Related: Everything We Know About The Bugatti Rimac Joint Venture
Weighing in at 5100 lbs, the Nevera is no lightweight boxing champion; it's a sumo wrestler. However, we'd have to admit that it's got the reflexes of the former. Rimac has also equipped the Nevera with tires that grip the road fiercely on the sharpest of mountain curves.
The Nevera can get its energy back at a rate of 300 watts, and it does this effortlessly, without hampering normal driving to recharge its battery. Its $2 million price tag is likely to scare most buyers away, but not those who've got two of each hypercar. Also, with Rimac building just 150 examples, it's going to be a rare sight on the roads.
What does it take to be the world's fastest car? Lots of horsepower, an aerodynamic shape, and a lightweight frame. With the Nevera, as mentioned earlier on, we're not sure about the last bit, but when it comes to the other two, the Nevera can easily stake that claim.
The car uses a four-motor; fully-electric powertrain that makes use of a carbon-sleeved permanent-magnet AC synchronous motor on each wheel, paired with a one-speed direct-drive transmission. A maximum of 1813hp is produced by the motors.
While the motors up-front produce 295hp and 207 lb-ft of torque, the pair at the rear produce 644hp and 664 lb-ft of torque at each wheel. Rimac proudly claims its baby will accelerate from 0-60mph in just 1.85 seconds; nobody ever saw that coming five years ago.

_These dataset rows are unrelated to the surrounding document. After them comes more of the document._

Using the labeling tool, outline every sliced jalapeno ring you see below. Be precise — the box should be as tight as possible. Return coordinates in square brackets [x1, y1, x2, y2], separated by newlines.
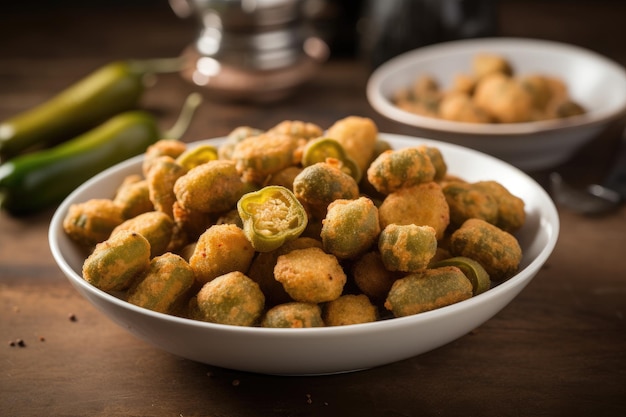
[433, 256, 491, 295]
[176, 144, 218, 170]
[237, 185, 308, 252]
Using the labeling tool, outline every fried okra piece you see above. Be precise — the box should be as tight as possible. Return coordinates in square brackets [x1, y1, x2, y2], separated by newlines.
[141, 139, 187, 177]
[217, 126, 263, 159]
[63, 199, 124, 247]
[113, 175, 154, 219]
[443, 181, 498, 228]
[189, 224, 254, 284]
[439, 92, 491, 123]
[248, 237, 322, 306]
[196, 271, 265, 326]
[146, 156, 187, 218]
[322, 294, 378, 326]
[367, 147, 436, 194]
[293, 158, 359, 219]
[261, 301, 324, 329]
[274, 247, 347, 303]
[450, 219, 522, 281]
[127, 252, 194, 313]
[231, 133, 299, 184]
[267, 120, 324, 140]
[83, 230, 150, 291]
[378, 224, 437, 272]
[474, 181, 526, 232]
[174, 160, 245, 213]
[474, 74, 533, 123]
[326, 116, 378, 172]
[385, 266, 472, 317]
[112, 211, 174, 258]
[320, 197, 380, 259]
[352, 251, 401, 302]
[379, 181, 450, 240]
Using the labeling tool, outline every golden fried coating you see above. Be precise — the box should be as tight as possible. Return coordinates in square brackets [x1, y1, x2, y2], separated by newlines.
[274, 247, 347, 303]
[385, 266, 473, 317]
[146, 156, 187, 218]
[232, 133, 299, 184]
[320, 197, 380, 259]
[378, 224, 437, 272]
[352, 251, 401, 302]
[261, 301, 324, 329]
[248, 237, 322, 305]
[196, 271, 265, 326]
[113, 175, 154, 219]
[322, 294, 378, 326]
[127, 252, 194, 313]
[112, 211, 174, 258]
[174, 160, 245, 213]
[82, 230, 150, 291]
[63, 198, 124, 247]
[450, 219, 522, 281]
[189, 224, 254, 284]
[378, 181, 450, 240]
[474, 73, 534, 123]
[367, 147, 436, 194]
[326, 116, 378, 172]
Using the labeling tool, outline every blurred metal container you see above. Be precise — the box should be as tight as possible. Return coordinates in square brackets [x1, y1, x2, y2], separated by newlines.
[170, 0, 329, 102]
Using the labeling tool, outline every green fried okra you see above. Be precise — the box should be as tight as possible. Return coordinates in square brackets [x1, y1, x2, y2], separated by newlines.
[261, 301, 324, 329]
[385, 266, 472, 317]
[112, 211, 174, 258]
[174, 160, 245, 213]
[63, 199, 124, 247]
[127, 252, 194, 313]
[378, 224, 437, 272]
[293, 158, 359, 219]
[196, 271, 265, 326]
[378, 181, 450, 240]
[320, 197, 380, 259]
[274, 247, 347, 303]
[322, 294, 378, 326]
[352, 251, 400, 302]
[232, 133, 299, 184]
[367, 147, 436, 194]
[83, 230, 150, 291]
[450, 219, 522, 281]
[248, 237, 322, 306]
[113, 175, 154, 219]
[146, 156, 187, 218]
[189, 224, 254, 284]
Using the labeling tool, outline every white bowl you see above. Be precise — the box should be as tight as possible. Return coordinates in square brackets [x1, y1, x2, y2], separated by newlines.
[49, 134, 559, 375]
[367, 38, 626, 171]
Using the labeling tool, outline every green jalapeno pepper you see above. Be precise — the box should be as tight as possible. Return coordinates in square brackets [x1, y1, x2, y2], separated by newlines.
[237, 185, 308, 252]
[0, 58, 181, 160]
[0, 94, 200, 215]
[302, 138, 361, 183]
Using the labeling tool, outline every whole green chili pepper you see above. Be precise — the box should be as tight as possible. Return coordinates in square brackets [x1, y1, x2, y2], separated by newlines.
[0, 93, 200, 215]
[0, 58, 181, 161]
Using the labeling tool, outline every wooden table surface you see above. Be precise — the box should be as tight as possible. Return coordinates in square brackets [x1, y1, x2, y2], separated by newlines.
[0, 0, 626, 417]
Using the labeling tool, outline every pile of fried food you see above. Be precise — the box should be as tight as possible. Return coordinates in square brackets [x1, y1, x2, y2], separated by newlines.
[64, 116, 525, 328]
[392, 53, 585, 123]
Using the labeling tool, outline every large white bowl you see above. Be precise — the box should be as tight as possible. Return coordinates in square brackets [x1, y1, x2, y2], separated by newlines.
[367, 38, 626, 171]
[49, 134, 559, 375]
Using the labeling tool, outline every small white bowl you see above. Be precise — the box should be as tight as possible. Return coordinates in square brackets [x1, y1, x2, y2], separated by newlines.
[49, 134, 559, 375]
[367, 38, 626, 171]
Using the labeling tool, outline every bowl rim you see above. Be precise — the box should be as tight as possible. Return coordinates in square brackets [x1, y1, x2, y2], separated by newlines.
[48, 133, 560, 338]
[366, 37, 626, 139]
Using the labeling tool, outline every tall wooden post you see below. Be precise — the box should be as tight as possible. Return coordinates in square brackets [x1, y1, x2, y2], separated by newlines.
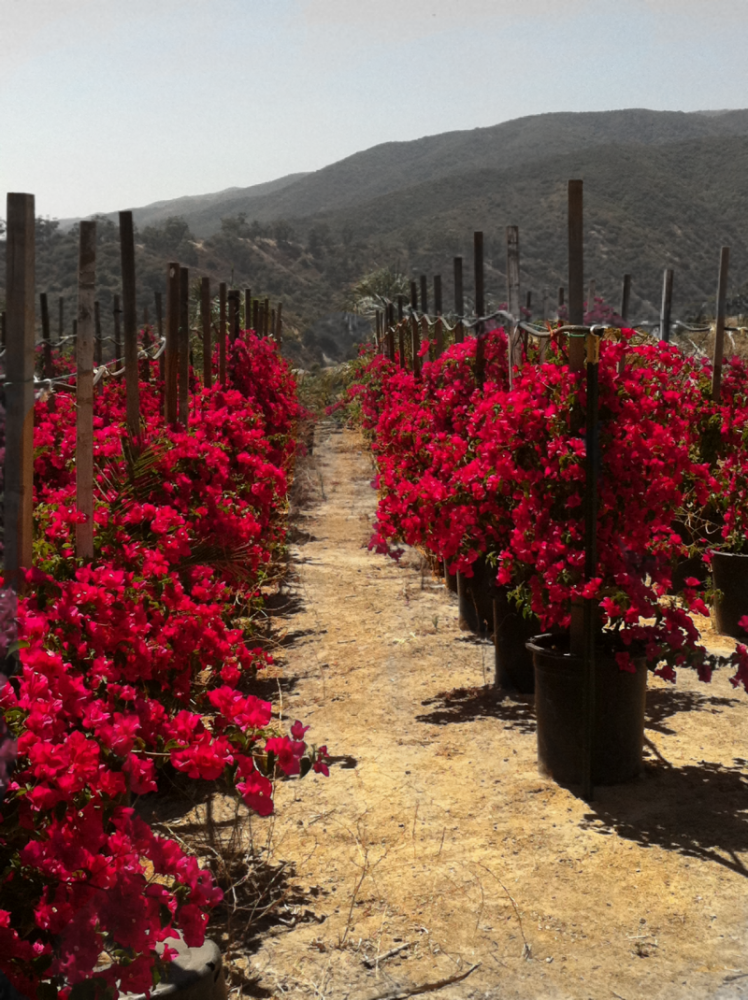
[112, 295, 122, 365]
[218, 281, 226, 385]
[397, 295, 405, 368]
[712, 247, 730, 403]
[39, 292, 53, 378]
[177, 267, 190, 430]
[660, 267, 673, 344]
[434, 274, 444, 358]
[75, 222, 96, 560]
[94, 299, 104, 368]
[119, 212, 140, 440]
[473, 232, 486, 320]
[4, 194, 35, 592]
[228, 288, 240, 344]
[244, 288, 252, 330]
[473, 232, 486, 386]
[421, 274, 429, 313]
[621, 274, 631, 327]
[569, 180, 585, 371]
[164, 261, 179, 427]
[587, 278, 597, 312]
[200, 278, 213, 389]
[454, 257, 465, 344]
[506, 226, 522, 386]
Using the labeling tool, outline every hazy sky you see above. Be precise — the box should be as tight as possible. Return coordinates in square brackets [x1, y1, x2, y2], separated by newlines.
[0, 0, 748, 217]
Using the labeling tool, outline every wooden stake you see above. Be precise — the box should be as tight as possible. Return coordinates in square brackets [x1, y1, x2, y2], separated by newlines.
[506, 226, 522, 387]
[660, 267, 673, 344]
[177, 267, 190, 430]
[712, 247, 730, 403]
[4, 194, 35, 593]
[75, 222, 96, 560]
[200, 278, 213, 389]
[164, 261, 179, 427]
[454, 257, 465, 344]
[39, 292, 53, 378]
[94, 299, 104, 368]
[112, 295, 122, 365]
[569, 180, 585, 371]
[473, 232, 486, 386]
[621, 274, 631, 327]
[119, 212, 140, 441]
[434, 274, 444, 358]
[218, 281, 226, 386]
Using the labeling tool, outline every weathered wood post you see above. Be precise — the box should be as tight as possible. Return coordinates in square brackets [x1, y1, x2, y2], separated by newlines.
[621, 274, 631, 327]
[163, 261, 179, 427]
[454, 257, 465, 344]
[75, 222, 96, 560]
[112, 295, 122, 364]
[587, 278, 597, 312]
[506, 226, 522, 386]
[228, 288, 239, 344]
[200, 278, 213, 389]
[39, 292, 53, 378]
[119, 212, 140, 441]
[4, 194, 35, 593]
[410, 281, 421, 377]
[94, 299, 104, 368]
[568, 180, 585, 371]
[218, 281, 226, 386]
[660, 267, 673, 344]
[712, 247, 730, 403]
[177, 267, 190, 430]
[434, 274, 444, 358]
[473, 231, 486, 386]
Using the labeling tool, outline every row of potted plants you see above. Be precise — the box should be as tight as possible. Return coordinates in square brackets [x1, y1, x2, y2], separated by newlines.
[351, 329, 748, 772]
[0, 332, 327, 1000]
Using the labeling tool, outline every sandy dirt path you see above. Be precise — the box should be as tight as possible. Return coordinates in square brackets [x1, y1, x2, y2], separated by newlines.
[243, 424, 748, 1000]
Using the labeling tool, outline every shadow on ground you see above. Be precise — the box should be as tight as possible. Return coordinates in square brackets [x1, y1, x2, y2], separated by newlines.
[583, 688, 748, 876]
[416, 686, 535, 733]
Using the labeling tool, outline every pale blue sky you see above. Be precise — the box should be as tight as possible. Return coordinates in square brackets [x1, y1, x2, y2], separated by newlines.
[0, 0, 748, 217]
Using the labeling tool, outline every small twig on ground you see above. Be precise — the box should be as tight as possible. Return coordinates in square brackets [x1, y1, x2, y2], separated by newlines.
[363, 941, 413, 969]
[370, 962, 481, 1000]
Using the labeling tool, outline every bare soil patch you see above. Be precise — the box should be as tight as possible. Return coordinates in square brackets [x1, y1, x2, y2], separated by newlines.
[235, 424, 748, 1000]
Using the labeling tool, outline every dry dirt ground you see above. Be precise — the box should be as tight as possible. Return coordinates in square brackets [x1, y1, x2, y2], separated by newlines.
[235, 424, 748, 1000]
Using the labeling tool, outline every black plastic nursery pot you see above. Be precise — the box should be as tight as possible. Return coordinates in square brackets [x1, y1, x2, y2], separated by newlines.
[493, 587, 540, 694]
[444, 559, 457, 594]
[457, 557, 494, 635]
[527, 634, 647, 785]
[711, 552, 748, 640]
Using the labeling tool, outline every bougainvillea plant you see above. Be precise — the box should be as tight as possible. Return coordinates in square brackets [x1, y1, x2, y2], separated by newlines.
[351, 330, 748, 696]
[0, 333, 327, 1000]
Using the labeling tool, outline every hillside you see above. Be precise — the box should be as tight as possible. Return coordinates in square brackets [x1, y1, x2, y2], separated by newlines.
[0, 110, 748, 365]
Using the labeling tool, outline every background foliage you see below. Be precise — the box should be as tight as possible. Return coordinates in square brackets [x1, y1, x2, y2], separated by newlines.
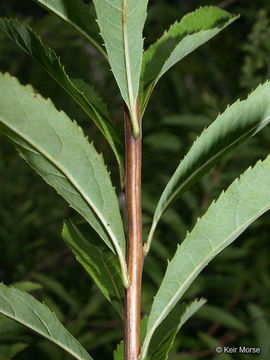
[0, 0, 270, 360]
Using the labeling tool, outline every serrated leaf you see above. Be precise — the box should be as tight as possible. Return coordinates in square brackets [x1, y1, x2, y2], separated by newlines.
[146, 82, 270, 252]
[93, 0, 148, 136]
[142, 156, 270, 359]
[33, 0, 108, 60]
[144, 299, 206, 360]
[62, 220, 124, 317]
[0, 74, 128, 285]
[140, 6, 238, 114]
[0, 19, 124, 182]
[0, 284, 92, 360]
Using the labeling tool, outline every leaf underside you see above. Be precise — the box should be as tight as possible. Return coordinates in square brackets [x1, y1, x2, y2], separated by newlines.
[0, 74, 128, 285]
[0, 19, 124, 181]
[147, 82, 270, 251]
[62, 219, 124, 318]
[140, 6, 238, 114]
[93, 0, 148, 136]
[33, 0, 108, 60]
[143, 156, 270, 358]
[0, 283, 92, 360]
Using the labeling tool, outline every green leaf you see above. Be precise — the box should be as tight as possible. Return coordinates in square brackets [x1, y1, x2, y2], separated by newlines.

It is most likely the quickest car any journalist has tested on the planet. But we don't see most Rimac owners doing justice to its top speed of 258mph; that sounds ludicrous – and more aptly – rather dangerous, at least on public roads.
Performance was definitely crucial at the time of the Nevera being on the drawing boards, but the company also wanted it to be a hypercar that you could drive fast, feeling comfortable. With production being limited, customers are allowed to choose between all kinds of materials, stitching, and colors to give them the look and feel that best suits their taste.
There's also the carbon monocoque that blends well with the rest of the 'luxurious' cockpit. The carbon is so exposed, you see it on the central console of the dashboard, and around it, covering the steering column. You'll see billet aluminum and suede used inside the Rimac Nevera.
Related: A Rimac Nevera Tester Hits 144 Mph On A Public Road And Surrenders To The Police
Range in a car with horsepower that can put a Formula racer to shame is highly unlikely to matter so much to someone buying a Nevera. But let's get it out of the way anyway. If you haven't put your foot down on the throttle like it's stuck with glue, the Nevera should return an EPA-estimated range of 205 miles.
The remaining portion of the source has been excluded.